Compaction and Jet Grouting

Grouting is a ground improvement technique utilizing a relatively stiff (low mobility) grout injected at high pressure into a relatively loose granular stratum for densification. The technique is typically used to increase bearing pressure and reduce settlement of proposed structures, can be used to re-level structures that have settled, and to densify beneath structures proposed for increased loading.

The process of compaction grouting involves the installation of 2 to 4 inch diameter drilled or driven injection pipes to the bottom of the zone for improvement. The pipe is then withdrawn through the target layer in increments while injecting bulbs of grout into the ground. As the highly viscous bulb is injected in the ground, the radial force exerted compacts the in-situ soil. A relatively slow injection rate is used to allow water to dissipate and prevent fracturing the soils. Typically an initial injection grid is completed, followed by a secondary grid with injection points in between the initial grid points. Pumping of the grout for any individual grout bulb is terminated once refusal pressure is obtained or should heaving occur at the surface. Typically greater than 1,500 psf overburden stress is required to maximize densification. This stress can come from overburden soils, surcharge loads and/or foundation loads.

Jet grouting is a similar bottom up grouting technique, but utilizing very high pressure (4,000 to 6,000 psi) grout injected through small nozzles at very high velocity; which tends to fracture and destroy the natural matrix of the soils.

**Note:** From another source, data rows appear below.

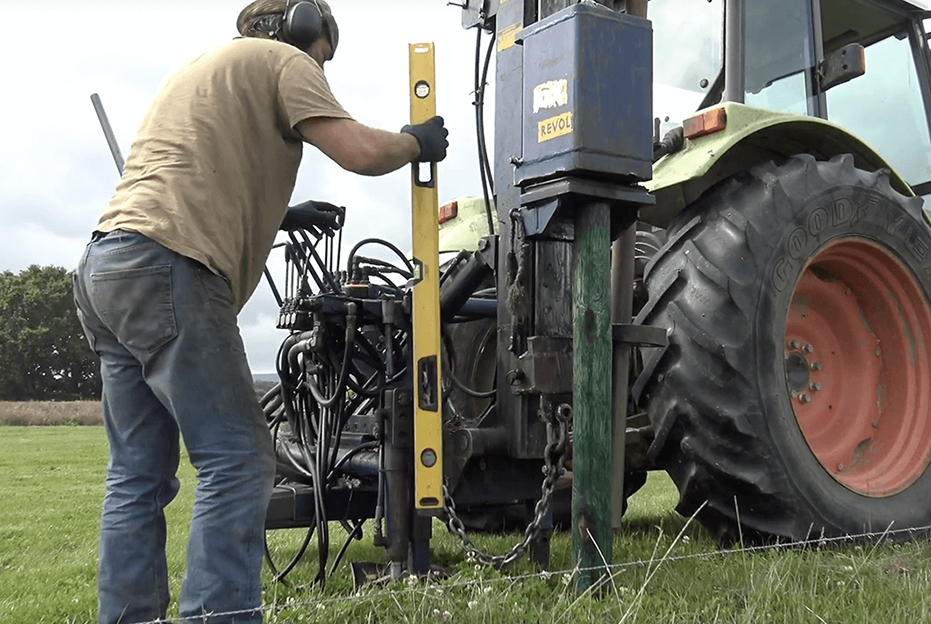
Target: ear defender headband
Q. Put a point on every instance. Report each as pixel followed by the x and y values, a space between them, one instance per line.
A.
pixel 303 23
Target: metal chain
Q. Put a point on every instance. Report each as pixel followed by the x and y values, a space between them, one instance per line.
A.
pixel 554 457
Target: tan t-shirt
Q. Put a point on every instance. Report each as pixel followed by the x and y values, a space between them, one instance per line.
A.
pixel 214 161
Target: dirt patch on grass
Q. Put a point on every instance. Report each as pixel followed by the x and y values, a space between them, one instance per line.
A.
pixel 48 413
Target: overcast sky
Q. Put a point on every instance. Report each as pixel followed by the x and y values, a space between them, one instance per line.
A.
pixel 56 172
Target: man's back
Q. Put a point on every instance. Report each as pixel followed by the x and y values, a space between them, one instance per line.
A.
pixel 215 158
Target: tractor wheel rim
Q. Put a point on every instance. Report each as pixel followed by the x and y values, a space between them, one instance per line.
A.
pixel 857 367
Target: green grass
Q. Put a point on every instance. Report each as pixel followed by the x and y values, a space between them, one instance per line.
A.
pixel 51 486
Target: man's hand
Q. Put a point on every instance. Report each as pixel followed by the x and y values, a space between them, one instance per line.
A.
pixel 313 214
pixel 432 138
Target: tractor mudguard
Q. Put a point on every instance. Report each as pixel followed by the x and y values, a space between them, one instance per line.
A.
pixel 751 136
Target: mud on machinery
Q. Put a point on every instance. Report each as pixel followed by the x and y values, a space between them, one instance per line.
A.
pixel 760 329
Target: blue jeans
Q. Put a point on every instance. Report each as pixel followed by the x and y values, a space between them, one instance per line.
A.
pixel 172 360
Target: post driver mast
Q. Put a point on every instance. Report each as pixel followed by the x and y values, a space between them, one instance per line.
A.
pixel 573 139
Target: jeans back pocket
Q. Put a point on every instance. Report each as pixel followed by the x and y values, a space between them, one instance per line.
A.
pixel 136 305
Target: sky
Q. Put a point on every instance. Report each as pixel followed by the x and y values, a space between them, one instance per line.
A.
pixel 57 174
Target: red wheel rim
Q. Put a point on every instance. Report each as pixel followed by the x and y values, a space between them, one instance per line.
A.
pixel 858 369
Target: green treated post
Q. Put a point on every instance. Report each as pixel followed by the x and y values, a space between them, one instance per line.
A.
pixel 592 374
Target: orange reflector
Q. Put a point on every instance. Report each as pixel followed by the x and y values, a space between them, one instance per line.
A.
pixel 708 122
pixel 448 211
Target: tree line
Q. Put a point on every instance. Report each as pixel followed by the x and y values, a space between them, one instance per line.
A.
pixel 43 352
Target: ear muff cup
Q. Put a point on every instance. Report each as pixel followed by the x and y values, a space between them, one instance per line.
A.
pixel 303 24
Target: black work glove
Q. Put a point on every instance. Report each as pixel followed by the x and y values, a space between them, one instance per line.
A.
pixel 432 138
pixel 313 214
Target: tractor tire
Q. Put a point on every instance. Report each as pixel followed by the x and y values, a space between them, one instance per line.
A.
pixel 793 400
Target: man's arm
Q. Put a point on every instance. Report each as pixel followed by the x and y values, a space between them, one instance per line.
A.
pixel 359 148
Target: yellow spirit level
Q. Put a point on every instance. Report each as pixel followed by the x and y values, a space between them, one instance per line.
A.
pixel 428 414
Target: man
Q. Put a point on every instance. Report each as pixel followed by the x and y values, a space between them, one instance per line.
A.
pixel 174 257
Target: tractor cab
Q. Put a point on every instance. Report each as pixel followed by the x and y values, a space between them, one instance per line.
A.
pixel 860 64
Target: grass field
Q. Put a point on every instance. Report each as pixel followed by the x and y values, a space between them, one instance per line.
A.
pixel 51 486
pixel 48 413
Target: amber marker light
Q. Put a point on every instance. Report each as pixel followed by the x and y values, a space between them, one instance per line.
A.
pixel 704 123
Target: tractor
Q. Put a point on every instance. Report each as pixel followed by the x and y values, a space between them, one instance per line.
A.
pixel 701 247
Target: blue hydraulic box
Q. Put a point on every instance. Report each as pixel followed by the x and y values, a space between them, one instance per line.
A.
pixel 588 99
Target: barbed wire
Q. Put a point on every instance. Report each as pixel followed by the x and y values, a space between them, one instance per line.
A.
pixel 418 586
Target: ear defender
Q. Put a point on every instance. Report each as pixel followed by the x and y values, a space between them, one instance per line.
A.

The result is a relatively homogeneous structural element called soilcrete with improved engineering properties. Due to the high pressures involved, relatively large column elements can be constructed through small boreholes giving the technique a very good limited access advantage. The column elements are often constructed overlapping to form large treated masses. Jet grouting can be applied to a wide range of soils from primarily granular soils to plastic clays. Jet grouting is typically used for underpinning, excavation support, stabilization of soft or liquefiable soils, and control of polluted or unpolluted groundwater.